I did not know how to begin, so I tried to make Small Talk.

‘This lemon tea is mighty fine,’ I said. ‘My friend Stonewall likes lemons. Have you met him?’

‘No,’ said Martha. ‘I don’t believe I have.’

But Miz Zoe flushed prettily. ‘Is he a friend of your handsome gambler friend, Mr. Jason Francis Montgomery?’ she asked. 

‘Yes, that is the one,’ I said. ‘He calls himself Stonewall on account of he idolizes General Stonewall Jackson. Jace does not gamble so much these days,’ I added. ‘He and Stonewall bought themselves a little ranch in Steamboat Springs. They raise mustang horses and have some beef cattle, too.’

‘It sounds lovely,’ said Mrs. Zoe Brown. She gave a sigh and a smile.

The talk of mustang ponies made me think of Cheeya, my own mustang. I felt my throat go tight. Would I ever see my beloved pony again?

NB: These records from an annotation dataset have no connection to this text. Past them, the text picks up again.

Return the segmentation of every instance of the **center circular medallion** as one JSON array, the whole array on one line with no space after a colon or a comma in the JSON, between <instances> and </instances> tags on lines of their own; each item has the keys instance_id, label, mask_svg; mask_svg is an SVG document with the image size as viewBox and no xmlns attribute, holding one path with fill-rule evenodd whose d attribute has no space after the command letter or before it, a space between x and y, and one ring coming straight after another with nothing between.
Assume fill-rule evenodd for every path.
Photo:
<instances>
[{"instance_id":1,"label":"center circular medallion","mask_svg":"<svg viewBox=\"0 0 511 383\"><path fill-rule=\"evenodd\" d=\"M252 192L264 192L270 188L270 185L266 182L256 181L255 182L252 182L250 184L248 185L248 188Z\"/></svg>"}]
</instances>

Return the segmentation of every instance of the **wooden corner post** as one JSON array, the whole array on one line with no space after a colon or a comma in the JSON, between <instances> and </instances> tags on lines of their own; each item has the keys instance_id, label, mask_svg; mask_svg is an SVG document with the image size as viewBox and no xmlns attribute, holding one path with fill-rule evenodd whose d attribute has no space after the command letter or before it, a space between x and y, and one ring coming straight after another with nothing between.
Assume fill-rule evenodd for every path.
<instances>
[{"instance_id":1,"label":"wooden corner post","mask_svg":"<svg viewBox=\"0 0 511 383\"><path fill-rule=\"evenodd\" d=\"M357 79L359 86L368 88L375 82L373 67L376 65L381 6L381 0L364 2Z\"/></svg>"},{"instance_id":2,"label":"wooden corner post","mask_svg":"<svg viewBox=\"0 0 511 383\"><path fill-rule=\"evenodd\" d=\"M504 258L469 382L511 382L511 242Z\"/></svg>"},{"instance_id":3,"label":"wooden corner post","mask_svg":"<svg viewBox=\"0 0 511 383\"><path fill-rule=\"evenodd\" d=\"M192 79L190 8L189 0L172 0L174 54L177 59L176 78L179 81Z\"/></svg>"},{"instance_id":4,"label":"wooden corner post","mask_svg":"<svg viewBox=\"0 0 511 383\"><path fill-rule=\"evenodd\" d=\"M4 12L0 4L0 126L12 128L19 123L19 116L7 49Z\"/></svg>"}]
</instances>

Miz Zoe handed me a plate of chocolate layer cake and a fork. ‘You said you were in trouble and needed a place to lay low?’

I said, ‘Yes. I am in trouble and need a place to lay low. I was lured into a scheme to help stagecoach robbers and now I am on the run. I have got to get proof of my innocence before the authorities get me.’

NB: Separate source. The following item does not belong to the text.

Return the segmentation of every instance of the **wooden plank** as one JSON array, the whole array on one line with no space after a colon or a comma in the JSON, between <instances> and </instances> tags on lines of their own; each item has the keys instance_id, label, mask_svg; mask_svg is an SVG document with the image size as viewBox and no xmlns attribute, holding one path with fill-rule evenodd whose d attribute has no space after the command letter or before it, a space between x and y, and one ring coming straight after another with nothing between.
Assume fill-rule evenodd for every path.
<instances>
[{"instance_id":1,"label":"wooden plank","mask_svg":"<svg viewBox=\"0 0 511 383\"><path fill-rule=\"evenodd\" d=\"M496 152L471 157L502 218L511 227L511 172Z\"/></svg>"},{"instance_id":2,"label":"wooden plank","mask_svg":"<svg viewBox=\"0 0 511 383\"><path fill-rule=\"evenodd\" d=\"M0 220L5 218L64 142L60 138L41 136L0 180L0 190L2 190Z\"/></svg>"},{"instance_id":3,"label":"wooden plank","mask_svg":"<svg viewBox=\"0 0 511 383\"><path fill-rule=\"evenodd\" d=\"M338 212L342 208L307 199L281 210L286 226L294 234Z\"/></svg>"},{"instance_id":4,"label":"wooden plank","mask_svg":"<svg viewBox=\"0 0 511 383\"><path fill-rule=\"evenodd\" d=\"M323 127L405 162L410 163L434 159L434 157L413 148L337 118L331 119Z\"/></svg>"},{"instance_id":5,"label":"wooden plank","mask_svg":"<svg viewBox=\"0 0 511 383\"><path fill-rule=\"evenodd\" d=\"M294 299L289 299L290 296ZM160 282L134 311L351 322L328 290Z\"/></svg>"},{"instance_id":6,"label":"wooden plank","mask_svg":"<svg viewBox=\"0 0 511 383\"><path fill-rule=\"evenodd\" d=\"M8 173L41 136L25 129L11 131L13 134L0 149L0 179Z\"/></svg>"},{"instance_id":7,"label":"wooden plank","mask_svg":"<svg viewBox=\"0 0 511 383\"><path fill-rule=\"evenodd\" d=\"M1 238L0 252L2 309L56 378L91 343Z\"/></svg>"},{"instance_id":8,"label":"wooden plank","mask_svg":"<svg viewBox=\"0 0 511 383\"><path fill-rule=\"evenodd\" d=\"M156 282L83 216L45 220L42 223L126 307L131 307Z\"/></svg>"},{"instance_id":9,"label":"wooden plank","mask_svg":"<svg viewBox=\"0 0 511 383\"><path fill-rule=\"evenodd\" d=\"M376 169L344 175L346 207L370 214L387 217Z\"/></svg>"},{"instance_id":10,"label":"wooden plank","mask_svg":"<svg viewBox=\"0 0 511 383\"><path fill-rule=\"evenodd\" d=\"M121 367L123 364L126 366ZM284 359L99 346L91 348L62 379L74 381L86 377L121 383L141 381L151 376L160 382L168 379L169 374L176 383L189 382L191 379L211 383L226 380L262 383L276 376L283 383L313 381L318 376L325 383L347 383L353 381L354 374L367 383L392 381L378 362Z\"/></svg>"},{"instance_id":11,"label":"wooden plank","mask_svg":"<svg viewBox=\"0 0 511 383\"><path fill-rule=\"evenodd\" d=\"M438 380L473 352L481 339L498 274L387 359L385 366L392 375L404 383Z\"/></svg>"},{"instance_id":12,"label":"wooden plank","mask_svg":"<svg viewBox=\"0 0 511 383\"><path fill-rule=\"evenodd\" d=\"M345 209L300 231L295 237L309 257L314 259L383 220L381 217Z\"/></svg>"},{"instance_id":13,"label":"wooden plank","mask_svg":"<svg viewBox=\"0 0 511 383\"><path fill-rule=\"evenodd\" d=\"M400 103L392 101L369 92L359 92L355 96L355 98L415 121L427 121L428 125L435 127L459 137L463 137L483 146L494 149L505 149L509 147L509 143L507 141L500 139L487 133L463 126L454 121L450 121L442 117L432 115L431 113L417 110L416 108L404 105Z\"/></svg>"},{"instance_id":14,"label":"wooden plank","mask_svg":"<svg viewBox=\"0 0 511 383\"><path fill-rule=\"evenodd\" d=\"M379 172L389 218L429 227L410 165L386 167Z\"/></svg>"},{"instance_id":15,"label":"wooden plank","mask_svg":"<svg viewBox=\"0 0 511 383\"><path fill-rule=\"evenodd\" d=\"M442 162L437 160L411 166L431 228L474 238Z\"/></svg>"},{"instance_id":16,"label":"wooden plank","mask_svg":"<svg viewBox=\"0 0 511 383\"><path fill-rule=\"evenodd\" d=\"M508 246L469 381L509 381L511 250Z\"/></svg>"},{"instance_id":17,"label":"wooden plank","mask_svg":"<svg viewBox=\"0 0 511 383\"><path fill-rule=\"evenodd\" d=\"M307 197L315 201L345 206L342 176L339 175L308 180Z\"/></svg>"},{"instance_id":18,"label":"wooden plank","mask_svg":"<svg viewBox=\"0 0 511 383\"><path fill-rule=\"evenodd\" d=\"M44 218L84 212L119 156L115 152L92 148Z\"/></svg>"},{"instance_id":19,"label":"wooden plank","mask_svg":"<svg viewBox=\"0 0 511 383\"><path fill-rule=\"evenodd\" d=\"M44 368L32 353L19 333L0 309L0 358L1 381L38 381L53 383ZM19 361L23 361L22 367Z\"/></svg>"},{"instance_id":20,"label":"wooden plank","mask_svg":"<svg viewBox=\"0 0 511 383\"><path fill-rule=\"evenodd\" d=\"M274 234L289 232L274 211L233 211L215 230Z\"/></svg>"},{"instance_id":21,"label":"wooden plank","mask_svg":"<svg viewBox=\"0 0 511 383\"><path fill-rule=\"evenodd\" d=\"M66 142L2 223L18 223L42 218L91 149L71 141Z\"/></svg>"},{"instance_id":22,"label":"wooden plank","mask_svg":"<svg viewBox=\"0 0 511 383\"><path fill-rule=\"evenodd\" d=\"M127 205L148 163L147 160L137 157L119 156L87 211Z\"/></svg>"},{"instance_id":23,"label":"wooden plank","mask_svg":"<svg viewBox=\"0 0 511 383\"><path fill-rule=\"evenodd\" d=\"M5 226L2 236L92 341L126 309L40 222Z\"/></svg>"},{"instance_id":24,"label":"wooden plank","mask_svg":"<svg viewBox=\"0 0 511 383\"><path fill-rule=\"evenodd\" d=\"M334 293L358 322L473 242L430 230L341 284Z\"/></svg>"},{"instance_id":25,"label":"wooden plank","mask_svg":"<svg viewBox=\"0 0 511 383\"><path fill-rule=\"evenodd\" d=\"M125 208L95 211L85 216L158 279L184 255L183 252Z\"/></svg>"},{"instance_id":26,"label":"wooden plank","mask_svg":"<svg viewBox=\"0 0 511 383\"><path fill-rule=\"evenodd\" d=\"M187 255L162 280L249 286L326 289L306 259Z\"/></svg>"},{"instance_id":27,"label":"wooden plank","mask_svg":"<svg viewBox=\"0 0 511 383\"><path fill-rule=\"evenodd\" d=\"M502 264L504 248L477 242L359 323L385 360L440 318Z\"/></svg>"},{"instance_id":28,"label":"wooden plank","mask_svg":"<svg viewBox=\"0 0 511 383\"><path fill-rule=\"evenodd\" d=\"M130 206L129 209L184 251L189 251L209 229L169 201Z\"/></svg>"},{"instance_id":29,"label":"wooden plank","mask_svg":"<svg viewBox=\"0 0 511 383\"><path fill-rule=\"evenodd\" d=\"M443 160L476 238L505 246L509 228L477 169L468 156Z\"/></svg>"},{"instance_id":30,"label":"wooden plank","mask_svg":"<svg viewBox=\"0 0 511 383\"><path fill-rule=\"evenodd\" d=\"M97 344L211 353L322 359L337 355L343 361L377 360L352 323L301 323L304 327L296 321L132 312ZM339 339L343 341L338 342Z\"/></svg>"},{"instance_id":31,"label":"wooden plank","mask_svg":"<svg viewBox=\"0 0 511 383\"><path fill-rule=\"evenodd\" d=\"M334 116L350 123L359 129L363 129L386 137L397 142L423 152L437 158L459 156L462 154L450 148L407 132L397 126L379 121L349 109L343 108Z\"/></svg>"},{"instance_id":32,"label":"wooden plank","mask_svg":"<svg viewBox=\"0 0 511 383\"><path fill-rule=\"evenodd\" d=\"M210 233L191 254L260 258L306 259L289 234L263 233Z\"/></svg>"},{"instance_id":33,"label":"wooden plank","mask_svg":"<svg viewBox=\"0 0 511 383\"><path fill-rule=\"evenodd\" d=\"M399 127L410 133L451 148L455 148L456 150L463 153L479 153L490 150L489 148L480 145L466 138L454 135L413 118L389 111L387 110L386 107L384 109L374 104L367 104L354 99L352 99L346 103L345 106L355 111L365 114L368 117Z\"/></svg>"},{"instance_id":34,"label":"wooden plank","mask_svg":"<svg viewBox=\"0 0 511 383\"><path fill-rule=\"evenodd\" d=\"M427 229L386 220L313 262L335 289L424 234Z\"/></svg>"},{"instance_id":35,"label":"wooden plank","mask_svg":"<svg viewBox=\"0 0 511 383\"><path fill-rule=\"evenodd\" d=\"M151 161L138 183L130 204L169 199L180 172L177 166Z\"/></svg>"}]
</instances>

‘Will you tell us all about it?’ said Martha. ‘Maybe we can help.’ 

‘I will tell you everything,’ I said, ‘but first I have a confession to make. It might make you angry at me.’ 

‘Confession?’ Martha cried. ‘Like folk do after they commit a crime?’

I nodded. 

Miz Zoe said, ‘You are a dear friend and nothing you can say will change that.’

I could not face them, so I stared at the piece of cake on my lap. I took a deep breath and said, ‘Here is my confession. I am not a boy. I am a girl.’

There was an awful moment of silence. 

Then Miz Zoe and Martha burst out laughing.